Taking a Mental Note From the Super Bowl Playbook

By Scott Eblin

February 3, 2014

For the first time in a long time, the Super Bowl was blowout. The Seattle Seahawks best defense in the NFL totally shut down the Denver Broncos league best offense in a 43-8 rout. While Peyton Manning and his team struggled to get anything going, Russell Wilson and the Seahawks seemed focused, faster and, if its possible to be so in the biggest game of the year, relaxed and having fun.

In a post game gabfest on ESPN, Hall of Fame quarterback Steve Young was almost giddy in talking with Seattle coach Pete Carroll about how he had prepared his team to win so big. Young repeatedly called Carroll a visionary for the way he had (a paraphrased quote here), “taken care of his players holistically -- physically, mentally, emotionally and spiritually.” It was almost like Young couldn’t quite describe what Carroll was doing but was desperate to understand it. The Seattle coach talked a lot about how he and his staff make a consistent effort to treat each player with respect as an individual and to help each of them realize their full potential.
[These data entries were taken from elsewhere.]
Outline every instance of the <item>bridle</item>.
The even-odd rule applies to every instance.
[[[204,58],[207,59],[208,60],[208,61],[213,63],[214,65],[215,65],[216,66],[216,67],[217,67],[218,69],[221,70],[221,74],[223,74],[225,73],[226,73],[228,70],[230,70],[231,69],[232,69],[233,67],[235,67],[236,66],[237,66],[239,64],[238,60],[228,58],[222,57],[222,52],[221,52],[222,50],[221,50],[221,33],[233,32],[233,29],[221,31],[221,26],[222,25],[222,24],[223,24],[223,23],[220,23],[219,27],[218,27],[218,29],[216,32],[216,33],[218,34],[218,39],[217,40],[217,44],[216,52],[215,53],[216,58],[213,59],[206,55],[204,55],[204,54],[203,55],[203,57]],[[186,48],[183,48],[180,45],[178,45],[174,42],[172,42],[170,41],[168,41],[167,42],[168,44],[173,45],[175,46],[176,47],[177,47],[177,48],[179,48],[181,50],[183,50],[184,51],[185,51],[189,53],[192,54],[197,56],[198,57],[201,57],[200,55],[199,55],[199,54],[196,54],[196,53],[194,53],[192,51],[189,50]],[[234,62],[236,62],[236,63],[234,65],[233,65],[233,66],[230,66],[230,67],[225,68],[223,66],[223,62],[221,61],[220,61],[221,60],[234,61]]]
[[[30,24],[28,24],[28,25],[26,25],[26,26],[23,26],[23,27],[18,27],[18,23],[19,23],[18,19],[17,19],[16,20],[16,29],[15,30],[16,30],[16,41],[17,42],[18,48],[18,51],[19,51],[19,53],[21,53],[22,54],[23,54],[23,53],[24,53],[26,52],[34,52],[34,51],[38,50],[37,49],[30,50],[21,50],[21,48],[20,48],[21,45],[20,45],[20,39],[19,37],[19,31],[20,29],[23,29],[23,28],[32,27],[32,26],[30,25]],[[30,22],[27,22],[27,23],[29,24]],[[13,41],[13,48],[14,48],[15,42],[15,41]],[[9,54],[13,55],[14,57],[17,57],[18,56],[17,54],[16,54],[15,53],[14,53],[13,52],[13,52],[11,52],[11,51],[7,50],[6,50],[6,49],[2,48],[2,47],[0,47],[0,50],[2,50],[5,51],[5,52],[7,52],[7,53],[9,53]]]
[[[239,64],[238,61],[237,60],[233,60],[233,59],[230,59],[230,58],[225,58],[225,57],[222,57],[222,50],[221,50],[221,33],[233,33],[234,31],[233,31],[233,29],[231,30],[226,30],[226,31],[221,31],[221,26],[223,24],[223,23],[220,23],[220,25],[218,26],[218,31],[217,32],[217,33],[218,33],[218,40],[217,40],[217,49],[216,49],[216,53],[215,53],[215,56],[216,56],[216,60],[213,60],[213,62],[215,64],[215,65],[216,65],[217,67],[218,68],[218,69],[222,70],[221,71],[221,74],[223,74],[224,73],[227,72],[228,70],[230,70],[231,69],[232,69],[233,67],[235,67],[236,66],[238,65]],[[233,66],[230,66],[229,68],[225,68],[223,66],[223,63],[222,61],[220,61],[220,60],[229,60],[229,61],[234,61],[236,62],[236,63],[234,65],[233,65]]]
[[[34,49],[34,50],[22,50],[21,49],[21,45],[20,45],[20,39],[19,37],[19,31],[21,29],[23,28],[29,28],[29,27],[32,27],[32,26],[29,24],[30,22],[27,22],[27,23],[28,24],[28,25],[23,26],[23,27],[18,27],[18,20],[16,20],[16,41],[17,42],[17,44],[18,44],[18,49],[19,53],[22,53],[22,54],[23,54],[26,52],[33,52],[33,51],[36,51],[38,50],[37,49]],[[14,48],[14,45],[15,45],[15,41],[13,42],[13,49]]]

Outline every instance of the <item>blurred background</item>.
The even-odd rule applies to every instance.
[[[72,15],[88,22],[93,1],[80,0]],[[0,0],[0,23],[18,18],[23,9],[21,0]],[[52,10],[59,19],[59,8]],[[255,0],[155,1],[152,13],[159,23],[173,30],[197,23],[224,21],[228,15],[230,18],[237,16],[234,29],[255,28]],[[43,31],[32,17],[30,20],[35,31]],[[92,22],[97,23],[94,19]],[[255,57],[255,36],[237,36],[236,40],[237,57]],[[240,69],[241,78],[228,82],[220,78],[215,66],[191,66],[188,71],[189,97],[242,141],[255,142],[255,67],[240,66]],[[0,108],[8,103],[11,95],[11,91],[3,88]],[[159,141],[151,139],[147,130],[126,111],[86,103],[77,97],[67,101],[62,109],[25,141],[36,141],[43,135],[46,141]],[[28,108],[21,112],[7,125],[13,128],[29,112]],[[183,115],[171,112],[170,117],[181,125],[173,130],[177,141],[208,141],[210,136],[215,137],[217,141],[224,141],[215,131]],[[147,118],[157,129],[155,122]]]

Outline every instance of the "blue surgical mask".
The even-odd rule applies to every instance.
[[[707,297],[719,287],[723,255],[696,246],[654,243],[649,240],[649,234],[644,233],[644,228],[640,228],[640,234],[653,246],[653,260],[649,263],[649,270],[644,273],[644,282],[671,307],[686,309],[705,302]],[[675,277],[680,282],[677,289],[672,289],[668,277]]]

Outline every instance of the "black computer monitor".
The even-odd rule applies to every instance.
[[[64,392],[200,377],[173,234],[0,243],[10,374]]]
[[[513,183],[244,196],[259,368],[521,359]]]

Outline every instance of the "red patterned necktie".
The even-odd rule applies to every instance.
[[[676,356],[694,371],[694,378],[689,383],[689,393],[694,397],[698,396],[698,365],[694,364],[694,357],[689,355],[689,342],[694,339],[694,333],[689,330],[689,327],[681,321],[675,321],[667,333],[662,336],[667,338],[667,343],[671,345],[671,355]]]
What Carroll didn’t mention last night but has talked about before is that a lot of his players meditate daily and all of them practice yoga every day.

In a story in ESPN The Magazine last year, Seattle tackle, Russell Okung explained why he meditates:

“Meditation is as important as lifting weights and being out here on the field for practice. It’s about quieting your mind and getting into certain states where everything outside of you doesn’t matter in that moment. There are so many things telling you that you can’t do something, but you take those thoughts captive, take power over them and change them.”
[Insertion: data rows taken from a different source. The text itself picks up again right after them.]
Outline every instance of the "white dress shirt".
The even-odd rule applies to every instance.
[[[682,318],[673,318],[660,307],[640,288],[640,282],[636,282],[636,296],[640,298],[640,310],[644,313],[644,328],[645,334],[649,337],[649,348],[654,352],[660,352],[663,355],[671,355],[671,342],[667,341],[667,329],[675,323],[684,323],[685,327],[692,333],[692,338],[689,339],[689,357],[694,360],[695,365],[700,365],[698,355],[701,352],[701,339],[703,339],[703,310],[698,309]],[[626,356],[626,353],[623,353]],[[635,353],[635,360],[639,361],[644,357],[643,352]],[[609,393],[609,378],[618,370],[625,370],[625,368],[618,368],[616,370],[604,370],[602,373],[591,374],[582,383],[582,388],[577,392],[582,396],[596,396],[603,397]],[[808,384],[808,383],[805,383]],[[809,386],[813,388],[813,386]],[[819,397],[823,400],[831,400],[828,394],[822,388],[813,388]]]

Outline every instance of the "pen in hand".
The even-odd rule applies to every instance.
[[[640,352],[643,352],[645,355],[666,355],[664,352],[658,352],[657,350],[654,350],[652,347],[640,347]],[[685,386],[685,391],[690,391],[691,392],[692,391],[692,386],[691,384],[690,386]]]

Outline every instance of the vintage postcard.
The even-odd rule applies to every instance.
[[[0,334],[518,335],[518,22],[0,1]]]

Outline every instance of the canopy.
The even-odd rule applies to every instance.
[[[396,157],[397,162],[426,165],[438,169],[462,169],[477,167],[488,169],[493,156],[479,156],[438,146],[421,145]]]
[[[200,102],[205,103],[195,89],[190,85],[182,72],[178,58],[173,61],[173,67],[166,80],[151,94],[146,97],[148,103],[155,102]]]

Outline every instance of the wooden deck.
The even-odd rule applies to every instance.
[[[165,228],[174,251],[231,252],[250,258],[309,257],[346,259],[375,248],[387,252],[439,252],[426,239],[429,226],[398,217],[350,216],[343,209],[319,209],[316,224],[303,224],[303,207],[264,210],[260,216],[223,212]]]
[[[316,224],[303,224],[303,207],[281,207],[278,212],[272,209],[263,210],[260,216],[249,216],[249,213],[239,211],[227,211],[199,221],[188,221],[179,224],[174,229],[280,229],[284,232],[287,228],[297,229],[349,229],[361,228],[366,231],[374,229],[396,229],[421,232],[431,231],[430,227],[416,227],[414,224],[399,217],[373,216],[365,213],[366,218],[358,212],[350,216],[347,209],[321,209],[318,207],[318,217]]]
You can see how that skill set could come in handy during the controlled chaos of an NFL championship game. It also comes in handy during the chaos, controlled and otherwise, of everyday life. The Seahawks mental performance coach offered his approach for getting started in the same ESPN article. For players new to meditation, he has them focus on their breathing for six minutes. For the more experienced ones, he works with them on meditating a little longer.

As noted in another article on ABCnews.com the goal for Carroll and Gervais is to help players slow down their minds, calm down so they can fine tune their focus and attention during practice, games and their life off field. As Gervais sums it up, “Simply put, mindfulness occurs when you become more aware of your thoughts.”

As you approach your week this Monday, why not make a commitment to follow the lead of the Super Bowl champs? It’s simple to get started. Set your smartphone or device to give you a buzz every couple of hours. When it does, take two minutes to breathe deeply through your nose and out through your mouth. After you do, notice the difference it makes for your focus.